Yuri Vasenin

Personal information
- Full name: Yuri Nikolayevich Vasenin
- Date of birth: 2 October 1948
- Place of birth: Chernyakhovsk, RSFSR, USSR
- Date of death: 2 May 2022 (aged 73)
- Position(s): Midfielder

Youth career
- Baltika Kaliningrad

Senior career*
- Years: Team / Apps / (Gls)
- 1966–1967: Baltika Kaliningrad
- 1968: Dynamo Stavropol
- 1969: SKA Rostov-on-Don
- 1970–1976: Zorya Voroshylovhrad
- 1977–1978: Baltika Kaliningrad

International career
- 1972–1973: USSR / 9 / (0)

Managerial career
- 1979: Baltika Kaliningrad (assistant)
- 1980–1990: Baltika Kaliningrad (youth teams)
- 1991–1992: Baltika Kaliningrad
- 1992–?: Baltika Kaliningrad (youth teams)

= Yuri Vasenin =

Soviet footballer and Russian coach (1948–2022)

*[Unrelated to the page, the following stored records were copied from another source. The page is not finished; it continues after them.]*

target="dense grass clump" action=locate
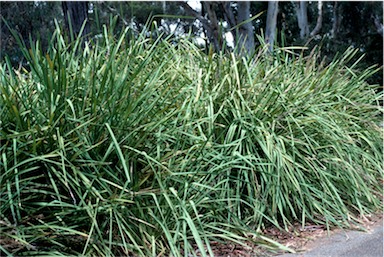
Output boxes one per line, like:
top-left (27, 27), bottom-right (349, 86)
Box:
top-left (0, 24), bottom-right (383, 256)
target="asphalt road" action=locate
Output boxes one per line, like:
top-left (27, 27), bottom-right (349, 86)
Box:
top-left (277, 222), bottom-right (384, 257)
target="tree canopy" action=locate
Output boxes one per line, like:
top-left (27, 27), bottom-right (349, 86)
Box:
top-left (0, 1), bottom-right (383, 84)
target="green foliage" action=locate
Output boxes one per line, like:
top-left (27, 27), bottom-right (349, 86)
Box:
top-left (0, 23), bottom-right (383, 256)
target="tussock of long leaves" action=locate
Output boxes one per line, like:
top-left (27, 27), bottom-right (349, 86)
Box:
top-left (0, 25), bottom-right (383, 256)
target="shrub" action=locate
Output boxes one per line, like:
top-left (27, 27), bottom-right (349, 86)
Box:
top-left (0, 23), bottom-right (383, 256)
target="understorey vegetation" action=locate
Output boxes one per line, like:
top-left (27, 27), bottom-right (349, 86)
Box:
top-left (0, 23), bottom-right (383, 256)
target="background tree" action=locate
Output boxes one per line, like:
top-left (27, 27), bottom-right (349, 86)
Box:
top-left (265, 1), bottom-right (279, 51)
top-left (0, 1), bottom-right (383, 84)
top-left (61, 1), bottom-right (90, 40)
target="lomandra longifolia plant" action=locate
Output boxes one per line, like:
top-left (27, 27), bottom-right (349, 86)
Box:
top-left (0, 22), bottom-right (383, 256)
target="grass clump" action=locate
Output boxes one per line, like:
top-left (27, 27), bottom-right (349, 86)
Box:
top-left (0, 23), bottom-right (383, 256)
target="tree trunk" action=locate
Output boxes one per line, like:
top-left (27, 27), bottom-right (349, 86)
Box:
top-left (265, 1), bottom-right (279, 51)
top-left (237, 1), bottom-right (255, 56)
top-left (180, 2), bottom-right (223, 52)
top-left (61, 1), bottom-right (90, 40)
top-left (331, 2), bottom-right (340, 38)
top-left (296, 1), bottom-right (309, 39)
top-left (309, 0), bottom-right (323, 37)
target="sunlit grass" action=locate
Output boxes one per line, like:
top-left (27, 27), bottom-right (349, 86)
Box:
top-left (0, 23), bottom-right (383, 256)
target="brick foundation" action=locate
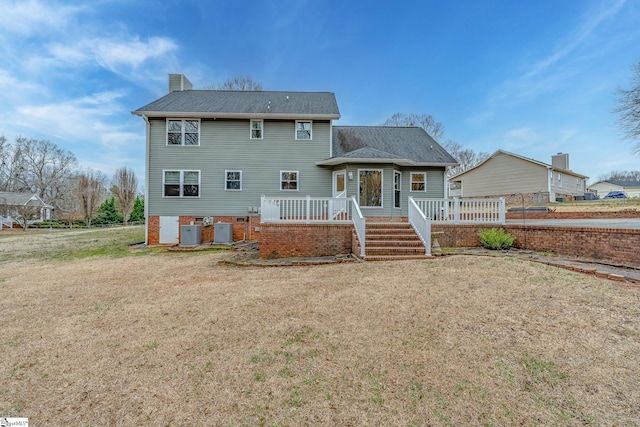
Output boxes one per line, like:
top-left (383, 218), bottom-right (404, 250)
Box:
top-left (260, 224), bottom-right (353, 259)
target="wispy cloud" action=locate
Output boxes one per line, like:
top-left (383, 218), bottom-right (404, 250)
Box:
top-left (0, 0), bottom-right (85, 36)
top-left (522, 0), bottom-right (627, 80)
top-left (491, 0), bottom-right (628, 104)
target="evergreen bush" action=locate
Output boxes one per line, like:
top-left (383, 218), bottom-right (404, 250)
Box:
top-left (478, 228), bottom-right (516, 250)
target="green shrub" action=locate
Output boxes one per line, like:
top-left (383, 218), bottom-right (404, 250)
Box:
top-left (478, 228), bottom-right (516, 249)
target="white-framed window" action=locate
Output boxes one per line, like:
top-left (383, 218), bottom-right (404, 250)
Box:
top-left (411, 172), bottom-right (427, 192)
top-left (250, 119), bottom-right (264, 139)
top-left (224, 170), bottom-right (242, 191)
top-left (280, 171), bottom-right (300, 191)
top-left (358, 169), bottom-right (382, 208)
top-left (296, 120), bottom-right (313, 139)
top-left (162, 170), bottom-right (200, 197)
top-left (167, 119), bottom-right (200, 145)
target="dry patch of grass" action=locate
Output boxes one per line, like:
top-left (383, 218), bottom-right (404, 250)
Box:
top-left (0, 226), bottom-right (144, 264)
top-left (528, 198), bottom-right (640, 212)
top-left (0, 232), bottom-right (640, 426)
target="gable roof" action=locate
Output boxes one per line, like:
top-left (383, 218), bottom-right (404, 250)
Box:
top-left (316, 126), bottom-right (458, 166)
top-left (131, 90), bottom-right (340, 119)
top-left (449, 150), bottom-right (589, 181)
top-left (0, 191), bottom-right (53, 208)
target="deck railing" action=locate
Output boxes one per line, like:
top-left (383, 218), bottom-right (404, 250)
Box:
top-left (409, 197), bottom-right (431, 255)
top-left (351, 197), bottom-right (367, 258)
top-left (414, 197), bottom-right (506, 224)
top-left (260, 196), bottom-right (357, 223)
top-left (0, 215), bottom-right (14, 230)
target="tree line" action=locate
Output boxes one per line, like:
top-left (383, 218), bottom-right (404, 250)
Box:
top-left (0, 136), bottom-right (144, 227)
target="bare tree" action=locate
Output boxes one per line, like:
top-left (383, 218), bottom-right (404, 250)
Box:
top-left (0, 136), bottom-right (24, 191)
top-left (205, 76), bottom-right (262, 92)
top-left (382, 113), bottom-right (444, 141)
top-left (614, 61), bottom-right (640, 155)
top-left (442, 140), bottom-right (489, 177)
top-left (112, 167), bottom-right (138, 224)
top-left (16, 204), bottom-right (42, 231)
top-left (76, 169), bottom-right (107, 227)
top-left (598, 171), bottom-right (640, 181)
top-left (9, 137), bottom-right (78, 208)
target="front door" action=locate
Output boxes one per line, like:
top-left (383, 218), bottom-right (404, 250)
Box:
top-left (331, 170), bottom-right (347, 219)
top-left (393, 171), bottom-right (402, 208)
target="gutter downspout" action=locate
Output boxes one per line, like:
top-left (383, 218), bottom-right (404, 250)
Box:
top-left (444, 166), bottom-right (451, 199)
top-left (142, 114), bottom-right (151, 246)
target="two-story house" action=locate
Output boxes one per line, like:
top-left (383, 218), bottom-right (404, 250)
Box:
top-left (132, 74), bottom-right (457, 245)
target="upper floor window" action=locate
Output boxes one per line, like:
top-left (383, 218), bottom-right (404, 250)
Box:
top-left (162, 170), bottom-right (200, 197)
top-left (224, 171), bottom-right (242, 190)
top-left (296, 120), bottom-right (313, 139)
top-left (280, 171), bottom-right (298, 191)
top-left (167, 119), bottom-right (200, 145)
top-left (411, 172), bottom-right (427, 191)
top-left (250, 120), bottom-right (264, 139)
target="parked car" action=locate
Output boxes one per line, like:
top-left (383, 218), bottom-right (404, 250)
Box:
top-left (604, 191), bottom-right (627, 199)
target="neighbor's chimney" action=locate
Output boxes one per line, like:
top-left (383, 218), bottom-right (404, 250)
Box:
top-left (551, 153), bottom-right (570, 171)
top-left (169, 74), bottom-right (193, 92)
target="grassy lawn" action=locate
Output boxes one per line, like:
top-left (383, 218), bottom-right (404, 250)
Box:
top-left (0, 229), bottom-right (640, 426)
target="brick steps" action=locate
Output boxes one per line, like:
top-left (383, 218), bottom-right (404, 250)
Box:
top-left (364, 222), bottom-right (428, 261)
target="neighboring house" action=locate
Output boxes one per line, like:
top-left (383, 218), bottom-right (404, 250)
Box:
top-left (132, 74), bottom-right (457, 245)
top-left (589, 181), bottom-right (640, 198)
top-left (0, 191), bottom-right (53, 230)
top-left (450, 150), bottom-right (588, 203)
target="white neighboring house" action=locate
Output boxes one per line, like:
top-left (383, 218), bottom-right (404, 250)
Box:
top-left (0, 191), bottom-right (53, 230)
top-left (589, 181), bottom-right (640, 198)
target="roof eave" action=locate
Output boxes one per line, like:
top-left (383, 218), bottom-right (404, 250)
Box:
top-left (131, 110), bottom-right (340, 120)
top-left (316, 157), bottom-right (457, 167)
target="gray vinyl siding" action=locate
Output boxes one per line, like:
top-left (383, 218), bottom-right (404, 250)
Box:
top-left (459, 154), bottom-right (549, 197)
top-left (333, 163), bottom-right (445, 217)
top-left (148, 119), bottom-right (332, 216)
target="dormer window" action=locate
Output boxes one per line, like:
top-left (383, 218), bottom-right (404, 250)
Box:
top-left (250, 120), bottom-right (264, 139)
top-left (167, 119), bottom-right (200, 145)
top-left (296, 120), bottom-right (313, 139)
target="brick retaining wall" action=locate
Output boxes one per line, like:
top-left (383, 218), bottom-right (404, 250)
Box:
top-left (432, 224), bottom-right (640, 266)
top-left (506, 209), bottom-right (640, 219)
top-left (260, 224), bottom-right (640, 266)
top-left (260, 224), bottom-right (353, 259)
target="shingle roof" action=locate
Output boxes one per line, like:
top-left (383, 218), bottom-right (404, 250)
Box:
top-left (449, 150), bottom-right (589, 181)
top-left (132, 90), bottom-right (340, 119)
top-left (318, 126), bottom-right (458, 166)
top-left (604, 180), bottom-right (640, 188)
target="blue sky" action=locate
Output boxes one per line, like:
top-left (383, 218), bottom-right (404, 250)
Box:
top-left (0, 0), bottom-right (640, 187)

Yuri Nikolayevich Vasenin (Юрий Николаевич Васенин; 2 October 1948 – 2 May 2022) was a Soviet football player and coach.

==International career==
Vasenin made his debut for the USSR on 29 June 1972 in a friendly against Uruguay. He played in the qualifiers for 1974 FIFA World Cup, but the USSR did not qualify for the final tournament.